As the sun rose on the predicament, the utterly obscure became somewhat clearer and the unbelievable become very much possible as Djokovic looked to somehow overcome this unexpected monument of an obstacle that represented what was in all reality his biggest challenge between him and lifting the trophy he’d flown there to win.
But as the clock ticked on and the morning slowly took its leave, it was officially confirmed that Novak Djokovic’s visa was cancelled. He would be expected to depart on a flight home to Serbia directly.
This soap-opera-like story is clearly not yet over and tangible clarity of the whole situation may as well be non-existent, floating out of reach of any and all that are looking for it.
There have been mentions of appeals, Djokovic’s father calling for protests, the Serbian Prime Minister throwing his weight behind his countryman, all of this and then some, a swirling mass of statements clashing together to represent frustration in the face of a system many have dubbed corrupt, unfair or – at the very least – confusing.
Through it all, one thing is apparent: Djokovic’s ability to collect headlines like trading cards is as strong as it’s ever been. The man incites emotions of a very mixed variety with his words off the court even as he wins titles on it.

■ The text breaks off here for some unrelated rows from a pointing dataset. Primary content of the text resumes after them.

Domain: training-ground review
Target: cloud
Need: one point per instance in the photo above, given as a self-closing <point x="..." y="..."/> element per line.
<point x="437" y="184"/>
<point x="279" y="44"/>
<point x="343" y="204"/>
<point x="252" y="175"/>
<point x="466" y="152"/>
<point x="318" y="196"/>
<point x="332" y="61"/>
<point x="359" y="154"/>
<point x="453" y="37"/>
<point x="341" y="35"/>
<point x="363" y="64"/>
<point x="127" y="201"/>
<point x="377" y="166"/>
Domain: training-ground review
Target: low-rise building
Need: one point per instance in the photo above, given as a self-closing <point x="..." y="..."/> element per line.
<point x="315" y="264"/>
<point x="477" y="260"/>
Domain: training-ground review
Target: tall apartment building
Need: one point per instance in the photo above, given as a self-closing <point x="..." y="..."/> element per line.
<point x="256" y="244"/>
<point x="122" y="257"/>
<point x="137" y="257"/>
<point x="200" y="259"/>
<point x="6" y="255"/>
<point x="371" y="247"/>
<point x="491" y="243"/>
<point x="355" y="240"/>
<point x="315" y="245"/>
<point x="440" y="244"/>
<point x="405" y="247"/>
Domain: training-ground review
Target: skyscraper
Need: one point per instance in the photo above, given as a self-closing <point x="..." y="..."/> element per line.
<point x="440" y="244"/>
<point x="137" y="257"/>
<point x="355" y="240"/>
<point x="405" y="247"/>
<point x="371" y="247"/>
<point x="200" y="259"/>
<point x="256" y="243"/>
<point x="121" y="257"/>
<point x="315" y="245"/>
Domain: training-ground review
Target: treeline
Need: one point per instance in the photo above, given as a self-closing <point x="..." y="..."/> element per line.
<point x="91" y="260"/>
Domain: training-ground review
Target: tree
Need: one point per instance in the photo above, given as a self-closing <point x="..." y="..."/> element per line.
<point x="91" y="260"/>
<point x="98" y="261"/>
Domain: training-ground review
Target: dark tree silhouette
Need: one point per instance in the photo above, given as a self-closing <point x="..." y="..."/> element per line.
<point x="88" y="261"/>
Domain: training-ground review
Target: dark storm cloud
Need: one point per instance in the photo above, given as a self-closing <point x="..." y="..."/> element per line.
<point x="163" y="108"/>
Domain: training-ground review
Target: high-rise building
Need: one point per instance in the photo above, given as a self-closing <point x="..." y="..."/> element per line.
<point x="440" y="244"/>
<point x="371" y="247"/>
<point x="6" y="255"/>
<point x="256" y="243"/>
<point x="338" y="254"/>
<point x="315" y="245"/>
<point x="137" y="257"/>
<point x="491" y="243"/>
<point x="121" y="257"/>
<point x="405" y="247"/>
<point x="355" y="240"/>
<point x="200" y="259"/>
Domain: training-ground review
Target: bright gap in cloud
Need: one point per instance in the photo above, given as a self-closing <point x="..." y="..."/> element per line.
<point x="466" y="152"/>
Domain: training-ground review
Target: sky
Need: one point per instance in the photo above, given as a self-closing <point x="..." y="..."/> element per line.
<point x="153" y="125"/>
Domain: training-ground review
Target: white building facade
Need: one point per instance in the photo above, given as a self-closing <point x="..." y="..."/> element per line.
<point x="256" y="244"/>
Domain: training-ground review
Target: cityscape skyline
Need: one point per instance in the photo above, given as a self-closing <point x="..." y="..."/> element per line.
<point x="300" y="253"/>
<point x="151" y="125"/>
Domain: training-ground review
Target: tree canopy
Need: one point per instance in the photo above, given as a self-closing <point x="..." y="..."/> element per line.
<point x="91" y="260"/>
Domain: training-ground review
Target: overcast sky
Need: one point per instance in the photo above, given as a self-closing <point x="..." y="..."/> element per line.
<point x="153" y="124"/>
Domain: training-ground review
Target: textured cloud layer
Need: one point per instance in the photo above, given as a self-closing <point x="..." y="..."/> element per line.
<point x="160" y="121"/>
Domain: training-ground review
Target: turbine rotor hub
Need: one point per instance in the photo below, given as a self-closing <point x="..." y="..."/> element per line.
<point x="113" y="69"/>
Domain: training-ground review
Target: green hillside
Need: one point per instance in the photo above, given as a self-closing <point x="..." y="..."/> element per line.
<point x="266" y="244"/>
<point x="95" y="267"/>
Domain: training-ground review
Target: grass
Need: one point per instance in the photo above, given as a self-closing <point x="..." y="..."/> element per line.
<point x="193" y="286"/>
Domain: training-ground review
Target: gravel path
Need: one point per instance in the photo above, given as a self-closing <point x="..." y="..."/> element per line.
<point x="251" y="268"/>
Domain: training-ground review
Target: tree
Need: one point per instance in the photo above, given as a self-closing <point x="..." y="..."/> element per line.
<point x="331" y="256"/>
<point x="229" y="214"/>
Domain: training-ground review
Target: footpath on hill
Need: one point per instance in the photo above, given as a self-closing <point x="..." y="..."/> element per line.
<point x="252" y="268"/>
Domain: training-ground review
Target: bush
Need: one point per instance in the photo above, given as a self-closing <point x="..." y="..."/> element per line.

With that said, his chances of winning a 21st major title at the 2022 edition of the Australian Open appear to be hanging from a thread so thin that any mere push may send it breaking into oblivion.
However this plays out, the Happy Slam will begin in a few short weeks, with or without the presence of Novak Djokovic. And yet, it’ll be hard to shift the memories of this moment of significance and you feel that the immensity of questions that surround it will hang high in the skies above Melbourne long after the closing fireworks fade.